What is a Balance Sheet?

A balance sheet is defined as a financial statement that includes the assets, liabilities, and equity of the company. Balance Sheet is used as a metric that helps to evaluate the previous and present progress of the company. Mostly this balance sheet is prepared at the end of the accounting period which is 31st of March. It shows the financial position of the business in a systematic and standard form. Along with financial statements such as income statements, and statements of cash flow, the balance sheet is an important document to prepare. Balance Sheet helps to take rational decisions for the users of the statements.

What is a Consolidated Balance Sheet?

A consolidated balance sheet consists of all the assets, liabilities, equity, and ownership of holding companies and subsidiaries into a single combined document. The consolidated balance sheet is more complex and detailed as compared to the balance sheet. It consists of the details of the holding of a parent company as well as of all the subsidiaries. For the preparation of the consolidated balance sheet, the previous year’s data is not included. This consolidated balance sheet is used by agencies, internal and external stakeholders, and investors. Consolidated balance sheets are considered mandatory for big companies and companies that have their subsidiaries.

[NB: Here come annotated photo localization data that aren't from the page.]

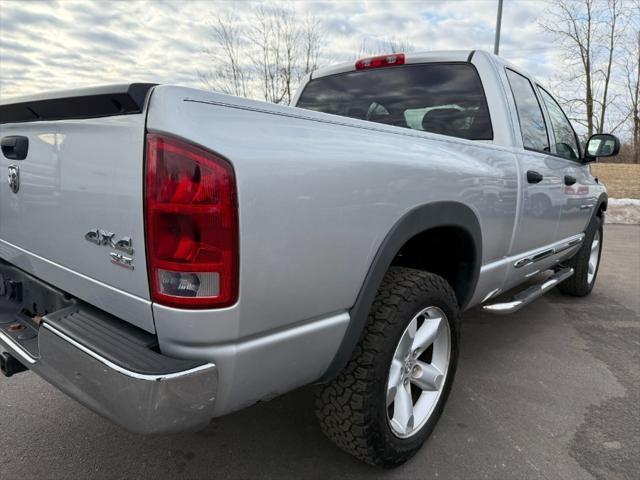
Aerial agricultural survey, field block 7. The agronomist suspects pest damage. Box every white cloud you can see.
[0,0,555,98]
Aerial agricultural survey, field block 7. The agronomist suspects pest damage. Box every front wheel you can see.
[316,267,459,468]
[558,215,604,297]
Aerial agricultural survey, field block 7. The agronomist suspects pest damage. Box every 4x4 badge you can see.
[8,165,20,193]
[84,228,133,255]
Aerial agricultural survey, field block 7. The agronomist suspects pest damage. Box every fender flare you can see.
[591,192,609,220]
[319,202,482,382]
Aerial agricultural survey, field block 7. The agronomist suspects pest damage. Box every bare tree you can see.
[624,0,640,163]
[200,4,324,103]
[598,0,620,133]
[198,13,249,97]
[540,0,620,136]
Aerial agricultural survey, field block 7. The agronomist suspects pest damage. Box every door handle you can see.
[527,170,543,183]
[0,135,29,160]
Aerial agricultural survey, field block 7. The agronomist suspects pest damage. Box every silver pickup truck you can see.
[0,51,619,467]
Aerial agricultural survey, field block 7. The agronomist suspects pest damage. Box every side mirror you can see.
[584,133,620,162]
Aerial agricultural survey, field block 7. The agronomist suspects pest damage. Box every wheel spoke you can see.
[411,317,442,350]
[391,384,413,434]
[387,359,402,406]
[411,360,444,391]
[394,319,418,361]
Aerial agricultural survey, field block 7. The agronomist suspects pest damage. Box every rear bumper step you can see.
[482,268,573,315]
[0,264,218,434]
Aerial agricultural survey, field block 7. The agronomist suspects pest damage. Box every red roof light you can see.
[356,53,404,70]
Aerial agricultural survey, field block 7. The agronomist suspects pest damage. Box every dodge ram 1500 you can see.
[0,51,619,467]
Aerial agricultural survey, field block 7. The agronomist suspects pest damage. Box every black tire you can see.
[558,215,604,297]
[316,267,460,468]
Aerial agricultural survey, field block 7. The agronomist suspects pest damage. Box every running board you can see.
[482,268,573,315]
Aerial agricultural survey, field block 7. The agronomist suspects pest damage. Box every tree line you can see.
[198,0,640,163]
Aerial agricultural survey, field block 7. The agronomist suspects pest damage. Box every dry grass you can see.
[591,162,640,198]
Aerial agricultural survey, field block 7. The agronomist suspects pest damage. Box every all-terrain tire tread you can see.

Difference between Balance Sheet and Consolidated Balance Sheet

The balance sheet and consolidated balance sheet both consist of financial statements regarding the company. Whereas the consolidated balance sheet is an extension of the balance sheet. Both differ with respect to various parameters such as purpose, scope, complexity, analysis comparative, valuation, etc. Below is the difference table showing the difference between the balance sheet and the consolidated balance sheet.

Basis

Balance Sheet

Consolidated Balance Sheet

Definition A balance sheet is defined as a financial statement that includes the assets, liabilities, and equity of the company.
 
The consolidated balance sheet is defined as a financial statement that consists of all the assets, liabilities, equity, and ownership of holding companies and subsidiaries into a single combined document.
Purpose 
 
The Balance Sheet is used to show the financial statement of a single company. 
 
Consolidated Balance Sheet is used to show a financial statement of multiple companies such as the parent company and its subsidiaries. 
 
Scope
 
As the balance sheet includes details of only one individual company it is a narrow concept.  As the consolidated balance sheet includes details of the parent company and its subsidiaries it is a wider concept.
Prepared by The balance sheet is prepared by the individual company on its own.  The consolidated balance sheet is prepared by the parent company.
Complexity  The balance sheet is less complex than a consolidated balance sheet. The consolidated balance sheet is more complex as it consists of details of multiple companies.
Used by  The balance sheet is used by the management, stakeholders, and investors of the company. The consolidated balance sheet is used by agencies, internal and external stakeholders, and investors.
Analysis Analysis of the balance sheet is easy and does not require more technical knowledge. Analysis of the consolidated balance sheet is difficult and requires technical knowledge regarding it. 
Comparatives  With the help of the previous year’s data, the comparative data is prepared in the balance sheet While preparing a consolidated balance sheet there is no requirement of the previous year’s data. 
Consolidated adjustments In the balance sheet, there is no requirement for consolidated adjustments. In the consolidated balance sheet, the consolidated adjustments such as transactions of intra company are eliminated
Valuation of assets The assets present in the balance sheet are valued according to historical cost or current market value. For the valuation of assets in the consolidated balance sheet adjustments of intra-group and fair value adjustments are required
Relevance The balance sheet is more reliable for tax-related and legal compliance. The consolidated balance sheet is more reliable for investors while taking investment-related decisions.